The San Francisco institution prides itself on selling multiple services – including checking accounts, savings accounts, credit cards and mortgage loans – to its customers. But the Times investigation found that employees, facing strict quotas and fearing for their jobs, sometimes opened unneeded accounts for customers, forged clients’ signatures and pleaded with family members to open accounts.

Following that investigation, Los Angeles City Atty. Mike Feuer last year sued Wells Fargo, saying the bank’s sales goals had encouraged “unfair, unlawful and fraudulent conduct.” The case is still pending.


Wells Fargo executives have denied Feuer’s allegations and said the bank’s sales culture is not “overbearing.” The bank has fired workers who opened fraudulent accounts or participated in other unethical practices, but said such conduct is not widespread.

After reviewing the NELP report, which mentions the Times investigation and Feuer’s suit, Wells Fargo spokeswoman Mary Eshet said the bank’s sales goals are achievable and that the bank is focused on providing consumers “with only the products and services they want and value.”

Other banks are cited in the report, including Bank of America, SunTrust and U.S. Bank. Representatives of those institutions declined to comment.

Christman said her interviews with bank workers showed that sales tactics varied from bank to bank, and even from branch to branch. But the report concluded that pressure to open more accounts is widespread and that workers feel compelled to sell new products to customers, regardless of whether they need them.

The report quotes a Bank of America employee – who, like all bank workers who were quoted in the report, was unnamed – in Rhode Island who commonly encouraged customers to get new credit card accounts.

“If someone’s getting married, tell them to get a credit card,” the employee said. “Any life event that happened, you were supposed to say, ‘Get a credit card for it.’ If you heard kids in the background, the answer was a credit card.”

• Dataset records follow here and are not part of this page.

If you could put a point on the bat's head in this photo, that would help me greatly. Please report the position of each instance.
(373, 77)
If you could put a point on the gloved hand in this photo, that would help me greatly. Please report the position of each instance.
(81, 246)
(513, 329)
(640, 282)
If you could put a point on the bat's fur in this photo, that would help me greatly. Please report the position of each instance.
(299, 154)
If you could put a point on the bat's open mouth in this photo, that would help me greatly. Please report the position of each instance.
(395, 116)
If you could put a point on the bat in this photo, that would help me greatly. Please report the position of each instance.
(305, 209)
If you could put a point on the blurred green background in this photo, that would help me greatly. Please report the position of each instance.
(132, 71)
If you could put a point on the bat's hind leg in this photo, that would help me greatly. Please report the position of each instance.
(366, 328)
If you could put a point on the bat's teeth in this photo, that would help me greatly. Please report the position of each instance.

The report details some of the techniques that bank workers use to meet sales goals, including opening additional accounts without customers’ knowledge or without properly completed paperwork. Other alleged practices including opening accounts for family members and closing then reopening accounts so they appear new.

A Florida bank teller quoted in the report said she opened a credit card for her sister, who quickly racked up debt on the card.

“She maxed it out, and she still has that maxed-out credit card 10 years later,” the teller said.

The report also describes the stress that sales quotas put on bank workers, recounting complaints about harassment from managers and fear that failing to meet quotas will result in being fired.

“You could be subjected to ridicule for not meeting goals,” one worker said.

Bert Ely, a banking consultant in Alexandria, Va., said the kinds of complaints covered in the report are not surprising, noting that workers have grumbled about sales quotas for as long as quotas have existed.

“In banking, there certainly has been longstanding pressure to make loans, to bring in more business,” Ely said. “Employees whose performance and pay are being judged oftentimes don’t like it. But there’s nothing unique to banking in this regard.”

But Christman argues that selling banking accounts and other financial products is different, with sales quotas putting bank employees in the position of selling potentially harmful products such as credit cards to unwitting consumers.

What’s more, Christman said, customers expect bank employees to understand the products they’re selling and to provide sound advice – expectations consumers might not have for other salespeople.

“I don’t expect a grocery store worker to be an expert on nutrition,” Christman said. “In banking, there’s a higher level of expectation. The stakes are higher with a checking account than with a banana.”